This X bug is still kicking my ass, for the third day. I was able to reproduce it on a second machine, and I watched it happen literally hundreds of times, and I still have no idea what's causing it. I even got a debug build of Xlib going, and have been single stepping through the library, watching it pull bits off the wire and assemble them into events, and I still haven't been able to catch it in the act of going south. For a long time, it looked like it was malfunctioning every time it tried to call XGetWindowProperty() with the `delete' flag set (for a while, it was always getting a BadImplementation error down in XGetWindowProperty() because the reply it was seeing had a `type' of 1 (XA_PRIMARY, which is nonsense) but a `format' of 0 (also nonsense.)

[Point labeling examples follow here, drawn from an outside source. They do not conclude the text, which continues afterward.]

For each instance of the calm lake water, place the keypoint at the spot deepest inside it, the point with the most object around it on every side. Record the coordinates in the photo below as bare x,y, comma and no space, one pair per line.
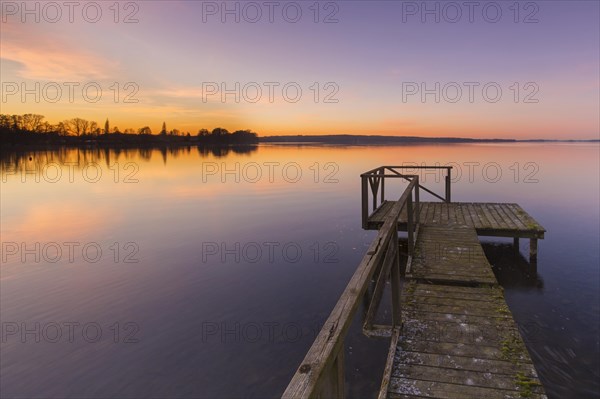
191,274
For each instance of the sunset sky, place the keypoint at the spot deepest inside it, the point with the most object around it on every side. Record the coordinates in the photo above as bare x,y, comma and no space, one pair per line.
361,66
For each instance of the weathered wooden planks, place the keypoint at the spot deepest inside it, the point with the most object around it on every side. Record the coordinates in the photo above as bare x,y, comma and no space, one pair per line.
488,219
451,255
458,338
460,342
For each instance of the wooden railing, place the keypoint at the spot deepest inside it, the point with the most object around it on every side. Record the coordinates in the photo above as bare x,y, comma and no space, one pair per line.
321,374
374,181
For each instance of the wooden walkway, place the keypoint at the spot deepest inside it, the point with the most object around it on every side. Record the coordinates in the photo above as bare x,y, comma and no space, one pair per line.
452,334
488,219
458,338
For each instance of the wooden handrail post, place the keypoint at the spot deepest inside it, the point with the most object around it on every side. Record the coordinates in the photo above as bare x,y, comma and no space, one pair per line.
417,203
448,182
365,199
395,281
409,225
382,173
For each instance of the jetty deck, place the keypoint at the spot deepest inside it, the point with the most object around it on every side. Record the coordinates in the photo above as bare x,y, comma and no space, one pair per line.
451,334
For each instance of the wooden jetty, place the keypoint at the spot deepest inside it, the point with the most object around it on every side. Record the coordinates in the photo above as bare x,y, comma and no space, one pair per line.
452,334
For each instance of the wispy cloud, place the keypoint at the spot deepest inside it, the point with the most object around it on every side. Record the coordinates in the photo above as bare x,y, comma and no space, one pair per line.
52,56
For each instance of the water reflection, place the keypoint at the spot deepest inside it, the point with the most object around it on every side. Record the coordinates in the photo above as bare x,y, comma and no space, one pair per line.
511,268
26,160
173,209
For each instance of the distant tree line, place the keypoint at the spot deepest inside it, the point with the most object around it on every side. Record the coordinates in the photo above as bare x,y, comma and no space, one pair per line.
32,128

But no, sometimes it only fails much later, after it has gone back to the main loop and run some Xt timer functions (which are polled, not signal-based.) But only if XGetWindowProperty() has already been called three times. (Yeah, sure.)

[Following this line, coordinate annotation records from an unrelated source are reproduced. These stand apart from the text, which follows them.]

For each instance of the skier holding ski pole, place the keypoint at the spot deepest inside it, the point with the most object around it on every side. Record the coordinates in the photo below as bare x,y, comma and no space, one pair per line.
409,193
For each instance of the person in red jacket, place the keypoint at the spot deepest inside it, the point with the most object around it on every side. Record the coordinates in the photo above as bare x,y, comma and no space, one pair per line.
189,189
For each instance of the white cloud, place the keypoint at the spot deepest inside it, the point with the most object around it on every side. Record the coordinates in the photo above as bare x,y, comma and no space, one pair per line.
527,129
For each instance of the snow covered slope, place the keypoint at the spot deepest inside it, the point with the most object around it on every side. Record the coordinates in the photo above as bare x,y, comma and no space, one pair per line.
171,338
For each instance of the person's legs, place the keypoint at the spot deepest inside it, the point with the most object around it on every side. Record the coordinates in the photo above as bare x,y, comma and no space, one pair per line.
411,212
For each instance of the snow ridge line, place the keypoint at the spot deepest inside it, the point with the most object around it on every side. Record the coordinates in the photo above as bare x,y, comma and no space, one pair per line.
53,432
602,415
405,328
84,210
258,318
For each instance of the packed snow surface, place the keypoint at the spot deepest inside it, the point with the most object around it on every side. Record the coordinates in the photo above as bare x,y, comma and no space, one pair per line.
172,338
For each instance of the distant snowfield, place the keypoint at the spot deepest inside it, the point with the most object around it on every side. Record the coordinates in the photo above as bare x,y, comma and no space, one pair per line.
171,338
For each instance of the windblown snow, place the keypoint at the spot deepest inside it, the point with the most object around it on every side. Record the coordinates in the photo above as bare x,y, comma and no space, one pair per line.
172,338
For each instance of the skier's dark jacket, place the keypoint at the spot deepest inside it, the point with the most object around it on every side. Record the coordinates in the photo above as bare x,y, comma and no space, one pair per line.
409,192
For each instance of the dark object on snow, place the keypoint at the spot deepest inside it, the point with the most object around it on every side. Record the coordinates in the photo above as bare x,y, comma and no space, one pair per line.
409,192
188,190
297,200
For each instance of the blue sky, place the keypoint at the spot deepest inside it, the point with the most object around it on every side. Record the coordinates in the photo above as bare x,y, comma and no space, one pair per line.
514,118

No matter what I've tried, I've not been able to narrow it down to the exact spot where things go wrong: timing influences it. Single-stepping changes the behavior. Attaching commands to breakpoints (to dump variables, print backtraces) changes the behavior. Yet memory checkers (memprof and valgrind) report no reads or writes of freed memory.

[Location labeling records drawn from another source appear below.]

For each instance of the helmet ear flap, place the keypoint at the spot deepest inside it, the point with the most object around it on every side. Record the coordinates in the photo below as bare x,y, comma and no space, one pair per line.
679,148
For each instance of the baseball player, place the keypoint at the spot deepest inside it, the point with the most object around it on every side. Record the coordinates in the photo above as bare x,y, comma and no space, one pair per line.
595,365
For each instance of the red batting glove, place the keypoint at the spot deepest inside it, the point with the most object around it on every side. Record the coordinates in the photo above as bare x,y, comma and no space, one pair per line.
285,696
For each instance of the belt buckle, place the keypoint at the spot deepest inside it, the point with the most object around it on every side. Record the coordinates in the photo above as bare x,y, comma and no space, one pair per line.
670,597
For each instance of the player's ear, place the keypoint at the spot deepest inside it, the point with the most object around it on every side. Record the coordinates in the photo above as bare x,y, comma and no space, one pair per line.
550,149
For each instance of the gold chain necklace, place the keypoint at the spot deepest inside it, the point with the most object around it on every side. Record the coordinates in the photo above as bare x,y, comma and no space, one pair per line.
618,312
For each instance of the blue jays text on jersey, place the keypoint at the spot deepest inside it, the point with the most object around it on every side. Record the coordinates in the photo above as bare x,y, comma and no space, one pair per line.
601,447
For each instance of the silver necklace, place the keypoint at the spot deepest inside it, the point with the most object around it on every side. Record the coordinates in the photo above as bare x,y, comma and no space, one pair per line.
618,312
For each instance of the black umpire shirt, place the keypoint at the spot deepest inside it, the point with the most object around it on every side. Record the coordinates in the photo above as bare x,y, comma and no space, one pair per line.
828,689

Running it through xmon (an X protocol-monitoring proxy) changes where the problem occurs, but it still happens -- and nothing that xmon prints out looks out of place. In particular, the last GetProperty reply that comes through is totally sensible while on the wire, then somehow turns to shit by the time XGetWindowProperty() gets the result from _XReply()):
REQUEST: GetProperty sequence number: 033e delete: True request length: 0006 window: WIN 00400020 property: ATM 00000103 type: AnyPropertyType long-offset: 00000000 long-length: 00000001
REPLY: GetProperty format: 00 sequence number: 033e reply length: 00000000 type: <NONE> <-- notably not 1 bytes-after: 00000000 length of value: 00000000
Of course, I haven't actually been able to watch _XReply() perform this reverse-alchemical trick, because to do that, I'd have to know which of the thousands of calls to _XReply() was the one that was about to go wrong: because if I look at more than one of them, I throw the timing off, and the problem doesn't occur.
Attempting to make a small test case program was fruitless, for the same reason; I've not yet found a sequence of small-number-of-hundreds of events that cause this to happen reliably.
I'm just totally flailing at this point, changing things at random. If I could find a way to make it always die in the same place, I could start tediously binary-searching from there, looking at the contents of the read buffer, comparing memory dumps between subsequent runs, something. But instead I just keep running it over and over, watching it fail in a different place each time, and hoping an idea occurs to me.
I used to be good at this. I think someone stole my mojo.